That was classic James Harden In both ways the paradox tends to emerge from itself. As a historically great player, and for results that go beyond individual trophies, as an unsettling player on a historical scale.
In the Philadelphia 76ers decadence at hand Brooklyn Networks In this 129-100 defeat Thursday night, Harden shed a sparkle on both sides of the trajectory of his brilliant career, and all the odds—too good or too disappointing—have yet to be carried out.
You know the back story: the trade that sent Harden to Philly because of the disgruntled star Ben SimmonsPlus Seth CarreyAnd the Andre Drummond and Project Picks, which sparked an already fierce competition in the Eastern Conference.
Although Simmons hasn’t played this season yet, despite the trade he’s forced, his arrival at his old stadiums in streetwear set the tone for the NBA spotlight that brilliantly caught on grueling feel, mutual stars, former friends turned rivals and all manner of soap. Other – Drama dripping from any competition now features these two teams.
Ticket prices were expensive. The arena shook. Watch the entire league. And the deciding atmosphere fueled a match that had all the signs of a very big and very important deal.
Enter Harden, and both sides of his confusing coin.
Early on, just five minutes into the game, Harden hit a three-pointer that put him in place as an all-time top scorer. The Trey was number 2561 in his career, Push him in front of Reggie Miller For the third time ever in the NBA records.
It was one dagger in a career made of them, which brought Harden the best player, several scoring titles and the star weight one would need if, like Beard, one plans to throw his weight over and over to force them out. team to team.
He is an extraordinary offensive talent.
Which is why his tendency at times – as on this night – to turn big moments and big games into murder, triumph understatement, and the opposite of his best self also makes him historically disappointing, at least for now.
Because in the midst of that date Thursday night, Harden laid an egg. giant. His box-score plus-min-30 doesn’t tell the full story: 11 points in a 3-of-17 shot and a Box-Score plus-min-30 seems bad enough.
The deeper truth is that Harden was worse in the early stages of the game, when his sheer awfulness helped the nets to lead 40-23 in the first quarter. The match ended early, along with Harden’s self-confidence and ostentation. This was a battle of wills between two proud teams, and Harden vanished before entering her third class.
Harden is great. His record speaks of that. Harden is also a very big question mark for the post-season — or, less optimistically, a landmine in waiting.
Take Game 7 of the Western Conference Finals back in 2018, when it was Houston Rockets, then led by Harden, turned the series’ 3-2 lead into an ugly defeat.
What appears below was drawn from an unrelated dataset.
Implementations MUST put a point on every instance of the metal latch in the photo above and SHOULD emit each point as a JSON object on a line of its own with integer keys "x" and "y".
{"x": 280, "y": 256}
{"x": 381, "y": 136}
Match 7 is when Harden, who went on 12 of 29 and 2 of 13 of three, played in such a panic and fear that he spread defeatism through this team by the way he delivered the assists.
That night, “led” by Harden, Houston at one point missed 27 consecutive three-pointers. twenty seven. Houston came home, and the Warriors Went to the address.
Solidarity supporters will protest: Hatter! It’s too good–awesome, even–for that irony.
Harden skeptics will say: Look! He did it again against the net, that style of fading out when the moments get big.
Both opinions have the truth, just as both Hardins were present Thursday night against Brooklyn. The historically great player, and the man, of a very great person, is insanely capable of falling apart, and taking his team with him.
There is more context and nuance in all of this than just one game. There’s the fact that since Harden’s arrival, the Sixers have won five straight times before the Nets game. There’s the fact that Brooklyn played a stifling defense on Thursday, they were hard-pressed to emulate it often enough to say it was more than an emotionally charged aberration. A very important fact is that the Sixers are still well positioned in the crowded Eastern Conference standings, while the Networks remain in that dangerous spot of the card game.
There is the fact that it was just one match.
But Harden – the great man who set records, the man from Thursday night who just couldn’t handle this charged atmosphere – will face in the coming months and years a unique reality that will merge these two parts into one.
Either he wins a championship to enhance his greatness in a really important way, or he’s the guy who sets records and dazzles with stats – all while failing, at the same time, at what really needs to be done.